For people having trouble with with the Capture class, WinVDIG, and Quicktime 7 in the Windows environment, just wanted to mention the JMyron library which can be found on this website under Reference -> Libraries -> Contributions. I just switched my apps to use it instead of Capture and here's my experience:
- Latest version of JMyron is way faster than Capture+WinVDIG. I experienced really obvious improvements in the framerates I could get while displaying a live webcam image.
- I uninstalled both Quicktime and WinVDIG and it still works (contrary to what it says in JMyron's FAQ but un-contrary to what it says in the News section-- the latest versions of of JMyron in fact do not require Quicktime or WinVDIG).
- For Windows JMyron comes with a couple DLL's which need to be in place; you can drop them either in Windows/System32 or in your exported app's directory.
- Under Windows I guess it works with all cameras whose drivers support the WDM interface; worked with mine anyway.
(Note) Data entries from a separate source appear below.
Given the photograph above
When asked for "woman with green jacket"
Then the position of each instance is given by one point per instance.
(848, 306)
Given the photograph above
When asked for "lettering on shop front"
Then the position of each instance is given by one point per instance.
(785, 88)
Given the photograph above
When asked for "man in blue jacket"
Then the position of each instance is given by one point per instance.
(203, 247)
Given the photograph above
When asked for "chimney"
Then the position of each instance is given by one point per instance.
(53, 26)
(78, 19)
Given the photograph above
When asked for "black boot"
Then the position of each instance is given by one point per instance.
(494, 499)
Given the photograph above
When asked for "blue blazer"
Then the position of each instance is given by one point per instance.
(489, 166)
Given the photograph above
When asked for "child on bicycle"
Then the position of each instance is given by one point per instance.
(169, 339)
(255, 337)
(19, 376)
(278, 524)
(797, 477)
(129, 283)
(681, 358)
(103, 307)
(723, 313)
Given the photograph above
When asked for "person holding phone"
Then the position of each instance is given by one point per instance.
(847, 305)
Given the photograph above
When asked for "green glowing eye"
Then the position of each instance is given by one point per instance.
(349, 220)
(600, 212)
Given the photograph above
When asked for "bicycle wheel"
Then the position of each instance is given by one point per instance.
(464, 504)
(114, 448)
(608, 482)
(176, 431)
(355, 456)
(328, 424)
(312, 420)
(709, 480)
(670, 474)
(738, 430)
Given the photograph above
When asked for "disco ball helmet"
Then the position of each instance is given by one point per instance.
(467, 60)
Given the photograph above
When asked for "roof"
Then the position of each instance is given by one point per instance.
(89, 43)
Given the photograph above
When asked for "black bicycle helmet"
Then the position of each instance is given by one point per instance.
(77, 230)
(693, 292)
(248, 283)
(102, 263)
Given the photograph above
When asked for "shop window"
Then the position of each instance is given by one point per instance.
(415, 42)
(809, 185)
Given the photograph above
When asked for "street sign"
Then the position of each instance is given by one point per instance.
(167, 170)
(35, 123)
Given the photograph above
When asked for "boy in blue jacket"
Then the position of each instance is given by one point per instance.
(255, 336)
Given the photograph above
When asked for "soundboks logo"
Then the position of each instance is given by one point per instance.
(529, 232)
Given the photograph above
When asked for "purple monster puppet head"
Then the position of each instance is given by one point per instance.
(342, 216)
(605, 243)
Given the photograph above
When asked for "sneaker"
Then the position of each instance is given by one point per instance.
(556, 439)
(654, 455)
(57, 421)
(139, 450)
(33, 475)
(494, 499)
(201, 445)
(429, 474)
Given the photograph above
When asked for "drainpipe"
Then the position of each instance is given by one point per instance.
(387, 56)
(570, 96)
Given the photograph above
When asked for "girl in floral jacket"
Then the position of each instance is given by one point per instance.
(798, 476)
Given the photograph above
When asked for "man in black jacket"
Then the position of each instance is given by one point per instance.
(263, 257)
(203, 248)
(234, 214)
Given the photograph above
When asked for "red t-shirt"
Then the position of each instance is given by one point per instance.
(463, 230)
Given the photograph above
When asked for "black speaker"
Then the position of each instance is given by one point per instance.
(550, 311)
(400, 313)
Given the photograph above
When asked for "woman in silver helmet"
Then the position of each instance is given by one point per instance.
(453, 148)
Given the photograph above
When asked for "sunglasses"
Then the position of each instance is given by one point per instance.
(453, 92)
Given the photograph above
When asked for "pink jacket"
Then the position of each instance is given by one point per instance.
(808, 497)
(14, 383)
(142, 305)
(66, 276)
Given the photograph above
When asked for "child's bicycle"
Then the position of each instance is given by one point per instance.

- Compared to Capture, it's probably not as easy to select among multiple connected cameras, and it's not possible to capture input from multiple cameras simultaneously. But if you only have one camera connected, it picks it up automatically.
- You can't tell the camera what framerate to capture at and under Windows with my camera I got unpredictable results if I asked for a capture resolution other than 320x240 or 640x480. But I never had good luck setting those things with Capture either (adjusting frame rate never seemed to do much for me, and non-standard capture resolutions stretched rather than cropped the image). You can however display the webcam feed at any framerate you want, since this is done within draw().
- A slight annoyance, the JMyron image object doesn't share the same interface as the PImage object, like Capture does. So for example you can't use Processing's copy() command to put just a cropped portion of the video frame on screen or into another PImage. You can only examine the pixels[] individually (which is appropriate for some applications and significantly faster than doing the same thing on a Capture object; but not the fastest possible method for other applications); or you can use JMyron's imageCopy() command to copy the entire video frame into the pixels array of a new PImage buffer (which needs to be the same size as the video frame), and then use the copy() command to copy just a portion from that temporary buffer, or the image() command to display the whole temporary buffer someplace on screen. It slows things down a bit but even when you're constantly copying to that buffer it's still faster than using Capture. Maybe in the next version the authors can make the imageCopy() method more flexible so you don't need to create a temporary full-frame PImage buffer.
Well, just my $.02 since making this change has solved some problems for me that it seems like other people are struggling with lately
Dan
P.S. This whole discussion assumes using JMyron for the same functions as the Capture class offers; JMyron also offers (and I think was designed primarily to do) a bunch of methods for motion tracking which I haven't tried since they're not needed by my application.